Anita Tuvin Schlechter, 7 p.m.
Boosting Human Capital in Africa: Why It’s Needed, and How to Get It Done
Pascaline Dupas, Professor of Economics and Public Affairs at Princeton University
Boosting Africa’s human capital—the health, knowledge, skills, and resilience of its people—is key to the fight against world poverty amidst climate change, but also to Africa’s ability to harness its demographic potential . The lecture will discuss evidence-based policies that governments and international organizations can put in place to do a big push on human capital on the continent.
This program is sponsored by the Clarke Forum for Contemporary Issues and co-sponsored by the Bechtel Lectureship Fund and the departments of international studies and economics.
Biography (provided by the speaker)
Pascaline Dupas is Professor of Economics and Public Affairs at Princeton University. She joined the Princeton faculty in July 2023. She was previously the Kleinheinz Family Professor of International Studies at Stanford University, where she spent 12 years on the faculty. She has also held faculty positions at Dartmouth College and UCLA.

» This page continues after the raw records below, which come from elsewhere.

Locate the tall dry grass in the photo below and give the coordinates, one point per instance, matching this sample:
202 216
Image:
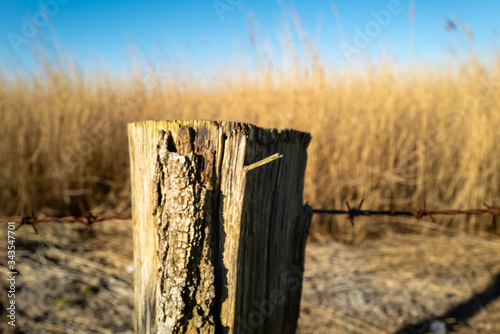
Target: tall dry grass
389 135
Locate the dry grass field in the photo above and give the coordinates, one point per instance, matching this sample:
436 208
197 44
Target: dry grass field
75 281
391 135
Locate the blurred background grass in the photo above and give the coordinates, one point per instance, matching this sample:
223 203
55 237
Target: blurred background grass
393 135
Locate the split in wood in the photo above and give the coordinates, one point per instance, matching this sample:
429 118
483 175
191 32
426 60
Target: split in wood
262 162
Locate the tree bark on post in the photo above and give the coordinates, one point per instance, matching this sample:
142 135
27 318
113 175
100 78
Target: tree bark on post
219 226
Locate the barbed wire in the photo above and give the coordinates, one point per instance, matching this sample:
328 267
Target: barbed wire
352 214
87 219
418 213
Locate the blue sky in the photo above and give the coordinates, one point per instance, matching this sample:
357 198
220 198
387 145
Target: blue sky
208 31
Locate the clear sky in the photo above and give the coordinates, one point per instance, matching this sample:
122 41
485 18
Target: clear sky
206 31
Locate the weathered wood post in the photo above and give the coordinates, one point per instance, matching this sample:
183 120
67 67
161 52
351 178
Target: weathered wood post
219 241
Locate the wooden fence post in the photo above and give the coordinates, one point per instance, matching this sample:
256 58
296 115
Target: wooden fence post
219 239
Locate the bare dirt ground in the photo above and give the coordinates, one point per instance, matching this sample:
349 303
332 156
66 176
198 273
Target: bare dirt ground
75 281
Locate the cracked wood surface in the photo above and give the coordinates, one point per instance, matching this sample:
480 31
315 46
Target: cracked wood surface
217 249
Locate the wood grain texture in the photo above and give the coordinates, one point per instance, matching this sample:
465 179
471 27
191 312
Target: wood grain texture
217 249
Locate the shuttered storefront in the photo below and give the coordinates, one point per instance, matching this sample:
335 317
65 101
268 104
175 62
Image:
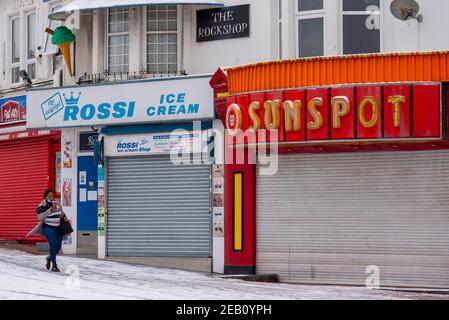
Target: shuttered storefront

Dupas is a development economist studying the challenges facing poor households in lower income countries and their root causes. Her goal is to identify interventions and policies that can help overcome these challenges and reduce global poverty. She conducts extensive fieldwork. Her ongoing research include studies of education policy in Ghana, family planning policy in Burkina Faso, and government subsidized health insurance in India, among others.
She is the co-president of the Bureau for Research and Economic Analysis of Development (BREAD), a board member and affiliate of the Jameel Poverty Action Lab (JPAL), and a research associate at the National Bureau for Economic Research (NBER).

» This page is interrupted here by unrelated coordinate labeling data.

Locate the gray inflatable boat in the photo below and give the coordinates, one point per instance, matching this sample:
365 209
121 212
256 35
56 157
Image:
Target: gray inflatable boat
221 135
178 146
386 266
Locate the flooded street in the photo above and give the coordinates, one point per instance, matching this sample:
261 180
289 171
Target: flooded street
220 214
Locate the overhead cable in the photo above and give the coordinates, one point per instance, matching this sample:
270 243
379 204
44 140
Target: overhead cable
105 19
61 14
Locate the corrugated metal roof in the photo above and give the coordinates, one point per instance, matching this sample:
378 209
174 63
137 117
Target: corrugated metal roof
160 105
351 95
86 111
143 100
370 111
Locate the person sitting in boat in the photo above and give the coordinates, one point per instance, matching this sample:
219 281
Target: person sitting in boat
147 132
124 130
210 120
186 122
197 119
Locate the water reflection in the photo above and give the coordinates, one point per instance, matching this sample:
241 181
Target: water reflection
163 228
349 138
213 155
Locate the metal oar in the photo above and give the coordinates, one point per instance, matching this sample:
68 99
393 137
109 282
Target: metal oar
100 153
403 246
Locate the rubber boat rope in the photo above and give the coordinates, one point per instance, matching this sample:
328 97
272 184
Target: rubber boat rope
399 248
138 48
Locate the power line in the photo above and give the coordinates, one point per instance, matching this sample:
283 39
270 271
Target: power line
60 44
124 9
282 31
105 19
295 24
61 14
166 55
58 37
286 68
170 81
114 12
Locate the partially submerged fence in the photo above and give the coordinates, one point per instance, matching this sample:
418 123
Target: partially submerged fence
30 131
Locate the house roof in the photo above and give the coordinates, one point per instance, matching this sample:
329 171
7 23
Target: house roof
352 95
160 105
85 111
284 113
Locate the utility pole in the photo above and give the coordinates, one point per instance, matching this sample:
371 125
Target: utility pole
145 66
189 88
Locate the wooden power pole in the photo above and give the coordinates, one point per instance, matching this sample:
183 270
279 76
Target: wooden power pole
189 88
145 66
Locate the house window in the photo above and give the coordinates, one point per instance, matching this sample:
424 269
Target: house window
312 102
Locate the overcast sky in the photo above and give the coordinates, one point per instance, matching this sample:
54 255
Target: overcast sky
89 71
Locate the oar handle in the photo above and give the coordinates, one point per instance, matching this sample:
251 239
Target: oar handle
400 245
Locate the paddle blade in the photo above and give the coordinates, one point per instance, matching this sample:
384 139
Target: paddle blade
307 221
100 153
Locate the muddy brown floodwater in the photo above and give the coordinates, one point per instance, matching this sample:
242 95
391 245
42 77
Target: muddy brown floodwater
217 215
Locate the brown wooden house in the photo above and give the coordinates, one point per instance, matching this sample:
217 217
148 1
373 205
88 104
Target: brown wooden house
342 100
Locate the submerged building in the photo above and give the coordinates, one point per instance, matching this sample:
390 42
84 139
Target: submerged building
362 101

In 2013 she received a National Science Foundation CAREER award, awarded by the US government to recognize and honor outstanding scientists and engineers at the outset of their independent research careers. In 2015 she received the Best Young French Economist Prize, awarded to the French economist under 40 whose work is most influential. She is a fellow of the Econometric Society, a former Sloan Fellow, and a former Guggenheim Fellow.

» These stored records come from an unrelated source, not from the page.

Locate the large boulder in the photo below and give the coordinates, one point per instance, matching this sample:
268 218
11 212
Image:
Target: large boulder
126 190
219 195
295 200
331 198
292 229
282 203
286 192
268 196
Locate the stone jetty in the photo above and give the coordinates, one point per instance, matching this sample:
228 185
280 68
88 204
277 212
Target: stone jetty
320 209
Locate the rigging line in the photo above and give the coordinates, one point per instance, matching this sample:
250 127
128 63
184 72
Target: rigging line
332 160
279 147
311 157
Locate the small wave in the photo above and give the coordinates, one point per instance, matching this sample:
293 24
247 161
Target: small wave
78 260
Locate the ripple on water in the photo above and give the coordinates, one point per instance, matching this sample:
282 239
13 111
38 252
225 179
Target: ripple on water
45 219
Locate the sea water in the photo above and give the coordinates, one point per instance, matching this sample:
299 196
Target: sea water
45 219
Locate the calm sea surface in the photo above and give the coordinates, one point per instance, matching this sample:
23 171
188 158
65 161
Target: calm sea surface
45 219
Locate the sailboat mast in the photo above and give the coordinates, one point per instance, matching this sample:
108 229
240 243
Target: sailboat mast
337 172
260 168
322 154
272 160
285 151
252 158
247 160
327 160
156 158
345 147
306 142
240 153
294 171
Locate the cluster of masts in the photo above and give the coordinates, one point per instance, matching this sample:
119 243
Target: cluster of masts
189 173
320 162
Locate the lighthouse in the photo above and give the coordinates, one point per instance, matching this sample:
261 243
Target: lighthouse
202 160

Dupas studied philosophy and economics as an undergraduate student at the École Normale Superieure (Ulm). She obtained a Ph.D. in economics from the École des Hautes Études en Sciences Sociales in 2006.
Bechtel Lectureship
Established in honor of emeriti faculty Joan Bechtel (Library Resources), who served Dickinson from 1971 to 1995, and the late Dan R. Bechtel (Religion), who served Dickinson from 1964 to 1995, to support Clarke Forum speakers and events regarding Africa.